(写真はイメージです/PIXTA)

外出自粛や在宅勤務で夫婦や家族が一緒にいる時間が増え、価値観の違いなどが顕在化し、離婚に至るケースが増えています。離婚により配偶者から分与された財産には、通常、贈与税はかかりませんが、分与財産額が、婚姻中の夫婦の協力で得た財産額や貢献度などの事情を考慮し、多すぎる場合は、その多すぎる部分に贈与税が課せられます。岡野雄志税理士事務所の岡野雄志税理士が「コロナ離婚」した熟年夫婦の事例をもとに、ポイントを解説します。

キレる夫と決別!年金分割があるから大丈夫は本当か?

奥様の離婚のお申し出は、Tさんのご主人にとっては寝耳に水。夫婦間協議は揉めに揉め、結局、家庭裁判所の調停にもつれ込みました。最終的には、前項1の自宅を売却し現金で財産分与となり、決着しました。

 

離婚後、何とか自宅が売却でき、Tさんの奥様は分与された財産で念願の緑に囲まれたシニアマンションへ転居されました。ところが、このお話には後日談があります。なんと、ご主人も自宅の売却金で同じマンションの別室に転居されてきたのです!

 

調停離婚までもつれたとはいえ、奥様は顔も見たくないほどご主人を嫌っていた訳ではないので、今はつかず離れずの生活を楽しんでいます。食事提供などを伴うシニアマンションでの暮らしは、主婦業からの「卒婚」という念願も果たせたようです。

 

しかし、Tさんご夫妻の場合は充分な資産がある富裕層でしたから、雨降って地固まる熟年離婚となりましたが、そうでない場合はどうでしょう?「夫が定年になったら離婚して、年金を分けてもらうから大丈夫」そんなお声をよく耳にします。

 

確かに、厚生年金には「年金分割」という制度があり、離婚しても、婚姻期間中の夫婦ふたりの保険料納付額に応じて、それぞれが自分の年金とすることができます。
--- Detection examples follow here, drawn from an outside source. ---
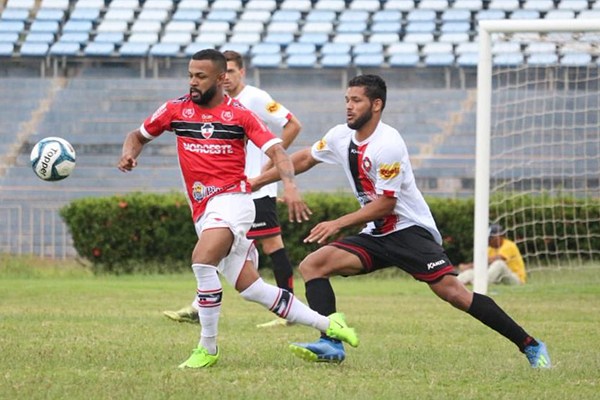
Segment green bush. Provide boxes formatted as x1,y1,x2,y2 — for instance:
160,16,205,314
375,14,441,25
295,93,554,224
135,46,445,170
61,193,600,274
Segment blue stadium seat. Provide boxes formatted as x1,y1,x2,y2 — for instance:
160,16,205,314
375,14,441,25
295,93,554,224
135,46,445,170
251,53,281,68
271,10,302,22
171,9,202,22
560,53,592,67
321,42,352,55
250,43,281,56
286,53,317,68
321,54,352,68
263,32,294,46
50,40,81,56
298,33,329,45
57,32,90,44
20,42,50,57
94,32,125,44
0,8,29,22
354,54,384,67
388,54,419,67
0,32,19,44
0,20,25,33
119,43,150,57
305,10,335,22
0,42,15,57
285,43,317,56
62,19,93,33
83,42,115,57
70,8,100,21
150,43,181,57
219,43,250,56
35,8,65,22
371,10,402,22
424,53,454,67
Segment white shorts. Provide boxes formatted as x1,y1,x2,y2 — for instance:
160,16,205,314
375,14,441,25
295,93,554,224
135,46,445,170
194,193,258,287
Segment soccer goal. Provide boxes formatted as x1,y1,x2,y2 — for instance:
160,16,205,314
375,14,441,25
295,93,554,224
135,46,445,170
474,19,600,293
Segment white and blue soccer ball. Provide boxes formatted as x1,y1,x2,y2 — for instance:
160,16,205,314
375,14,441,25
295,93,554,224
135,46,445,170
30,137,75,181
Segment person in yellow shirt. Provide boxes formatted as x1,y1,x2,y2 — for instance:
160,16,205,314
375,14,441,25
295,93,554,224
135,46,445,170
458,224,527,285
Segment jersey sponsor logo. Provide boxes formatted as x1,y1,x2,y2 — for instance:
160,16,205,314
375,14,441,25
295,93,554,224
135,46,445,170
181,108,195,119
192,182,221,202
183,143,233,155
317,139,327,151
379,162,400,180
221,110,233,121
200,122,215,139
363,157,373,172
265,101,281,114
150,103,167,123
427,260,446,270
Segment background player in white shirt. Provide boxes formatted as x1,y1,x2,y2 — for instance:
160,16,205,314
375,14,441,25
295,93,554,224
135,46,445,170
118,49,358,368
164,50,302,328
251,75,550,368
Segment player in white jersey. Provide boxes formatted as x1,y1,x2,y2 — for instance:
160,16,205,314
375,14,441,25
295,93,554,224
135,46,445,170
251,75,550,368
164,50,302,328
118,49,358,368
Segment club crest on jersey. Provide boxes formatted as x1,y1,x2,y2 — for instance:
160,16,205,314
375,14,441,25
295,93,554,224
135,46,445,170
379,162,400,180
363,157,373,172
181,108,194,119
192,182,219,202
150,103,167,123
200,122,215,139
316,139,327,151
221,110,233,121
265,101,281,114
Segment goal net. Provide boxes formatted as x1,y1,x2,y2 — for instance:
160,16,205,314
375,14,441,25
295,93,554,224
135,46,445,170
474,20,600,293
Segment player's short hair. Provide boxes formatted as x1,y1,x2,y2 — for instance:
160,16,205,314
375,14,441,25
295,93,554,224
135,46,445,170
348,74,387,111
223,50,244,69
192,49,227,72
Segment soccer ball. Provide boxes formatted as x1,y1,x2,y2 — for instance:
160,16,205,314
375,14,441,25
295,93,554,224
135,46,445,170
29,137,75,181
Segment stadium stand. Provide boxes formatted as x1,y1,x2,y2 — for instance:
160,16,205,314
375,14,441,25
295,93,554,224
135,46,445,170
0,0,600,254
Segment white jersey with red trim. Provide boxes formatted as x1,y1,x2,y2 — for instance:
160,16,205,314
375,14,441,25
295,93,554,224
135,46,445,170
140,95,281,221
311,122,442,244
235,85,292,199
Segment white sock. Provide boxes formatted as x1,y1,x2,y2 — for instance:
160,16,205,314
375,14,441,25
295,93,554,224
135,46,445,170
240,278,329,332
192,264,223,354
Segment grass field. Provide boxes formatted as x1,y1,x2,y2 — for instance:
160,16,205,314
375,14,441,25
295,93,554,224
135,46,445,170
0,256,600,400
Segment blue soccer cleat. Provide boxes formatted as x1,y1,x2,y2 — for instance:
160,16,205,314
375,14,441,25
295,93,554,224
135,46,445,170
290,337,346,364
525,340,552,368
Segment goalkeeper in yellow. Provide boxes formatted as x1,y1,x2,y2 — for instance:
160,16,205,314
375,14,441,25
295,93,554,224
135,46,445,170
458,224,527,285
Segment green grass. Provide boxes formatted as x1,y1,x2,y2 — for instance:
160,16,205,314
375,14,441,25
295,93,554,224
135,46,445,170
0,256,600,400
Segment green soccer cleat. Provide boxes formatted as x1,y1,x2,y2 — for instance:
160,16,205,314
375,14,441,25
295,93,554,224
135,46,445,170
325,313,359,347
179,346,221,369
163,306,200,324
256,318,292,328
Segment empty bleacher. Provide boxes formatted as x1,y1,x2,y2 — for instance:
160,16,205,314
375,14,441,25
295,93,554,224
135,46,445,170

年金分割方法には、以下の2種類があります。

 

(1)合意分割

 

夫婦ふたりからの請求により、夫婦合意または裁判手続きで決まった割合で分割。

 

(2)3号分割

 

サラリーマンの夫を持つ専業主婦など、国民年金第3号被保険者(厚生年金保険の被保険者または共済組合の組合員の被扶養配偶者で20歳以上60歳未満)からの請求により、1/2の割合で分割。

 

厚生労働省の『令和元年度厚生年金保険・国民年金事業の概況』によると、会社員などの厚生年金加入者の平均支給額は月額14万6162円とのこと。単純計算ですが、その半分と考えると、果たして「年金分割できるから大丈夫」といえるでしょうか?

 

離婚の沙汰も金次第と思うと情けなくなりますが、今や人生100年時代。長い老後を考えると、DVなどを伴う場合は別として、早計な離婚は得策とはいえないようです。とにもかくにも、コロナ終息と経済や福祉の拡充を願わずにはいられません。

※プライバシーに配慮し、実際の相談内容と変えている部分があります。